Run plotting functions based on query results and instructions.

Parameters:

query_results_dir (str or Path) – The path to the directory containing .csv results from SQL queries.
plot_functions_dir (str or Path) – The path to the directory containing Python files with plotting functions.
output_dir (str or Path) – The path to the directory where the plots should be saved.
log_dir (str or Path) – The directory where the log file should be saved. A timestamped log file will be created automatically.
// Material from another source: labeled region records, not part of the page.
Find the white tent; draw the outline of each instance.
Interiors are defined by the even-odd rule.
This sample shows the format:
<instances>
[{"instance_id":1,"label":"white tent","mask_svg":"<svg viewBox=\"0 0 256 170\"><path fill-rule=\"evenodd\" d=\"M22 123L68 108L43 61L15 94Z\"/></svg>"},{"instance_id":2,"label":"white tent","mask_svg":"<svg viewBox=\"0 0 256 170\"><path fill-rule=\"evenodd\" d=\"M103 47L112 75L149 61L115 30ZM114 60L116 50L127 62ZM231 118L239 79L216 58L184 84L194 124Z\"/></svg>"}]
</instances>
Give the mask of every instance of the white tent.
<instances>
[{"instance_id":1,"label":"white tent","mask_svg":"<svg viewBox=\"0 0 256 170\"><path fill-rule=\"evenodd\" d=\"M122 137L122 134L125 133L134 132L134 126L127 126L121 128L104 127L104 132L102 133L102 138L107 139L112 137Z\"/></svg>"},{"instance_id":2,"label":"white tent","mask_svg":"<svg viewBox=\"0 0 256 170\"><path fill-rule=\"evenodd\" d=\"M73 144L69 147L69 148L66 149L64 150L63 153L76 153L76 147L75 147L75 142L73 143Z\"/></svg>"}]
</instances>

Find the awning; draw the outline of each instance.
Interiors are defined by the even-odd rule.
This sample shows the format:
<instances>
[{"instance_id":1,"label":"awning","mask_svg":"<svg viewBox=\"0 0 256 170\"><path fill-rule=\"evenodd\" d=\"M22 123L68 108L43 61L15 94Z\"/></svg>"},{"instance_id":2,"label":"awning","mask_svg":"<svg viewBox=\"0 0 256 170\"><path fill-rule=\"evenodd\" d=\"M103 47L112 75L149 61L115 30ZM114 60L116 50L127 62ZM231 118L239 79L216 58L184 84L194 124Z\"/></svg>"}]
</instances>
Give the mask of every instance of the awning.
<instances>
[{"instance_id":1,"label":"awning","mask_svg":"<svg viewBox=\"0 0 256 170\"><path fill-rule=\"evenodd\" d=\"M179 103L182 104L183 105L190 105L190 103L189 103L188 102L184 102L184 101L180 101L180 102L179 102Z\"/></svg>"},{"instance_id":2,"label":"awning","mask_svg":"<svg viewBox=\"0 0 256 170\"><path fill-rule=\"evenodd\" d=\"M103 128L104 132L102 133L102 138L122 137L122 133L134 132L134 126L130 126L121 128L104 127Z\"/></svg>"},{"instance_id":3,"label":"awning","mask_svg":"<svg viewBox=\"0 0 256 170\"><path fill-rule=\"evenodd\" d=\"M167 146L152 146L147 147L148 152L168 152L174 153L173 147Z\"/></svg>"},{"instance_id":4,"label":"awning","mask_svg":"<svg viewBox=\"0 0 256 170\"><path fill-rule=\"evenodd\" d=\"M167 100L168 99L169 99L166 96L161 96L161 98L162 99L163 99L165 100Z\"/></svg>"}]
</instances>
Default is the current working dir.
rerun_all (bool, optional) – Force rerun of all plotting functions, by default False.
rerun_functions (list of str, optional) – List of specific plotting functions to rerun, by default None.

Examples

Basic usage:

Assuming you have a directory structure like this:

project/
├── query_results/
│   └── data.csv
├── plot_functions/
│   └── plot_example.py
└── output/
└── log.txt

You can call the function as follows:

from pathlib import Path
from sqlite_manager.run_plot_functions import run_plot_functions

run_plot_functions(
    query_results_dir=Path("project/query_results"),
    plot_functions_dir=Path("project/plot_functions"),
    output_dir=Path("project/output"),
    log_file=Path("project/log.txt"),
    rerun_all=True
)

This will: - Load all .csv files from the query_results/ directory. - Execute all plotting functions in plot_functions/. - Save plots to the output/ directory. - Log messages to log.txt.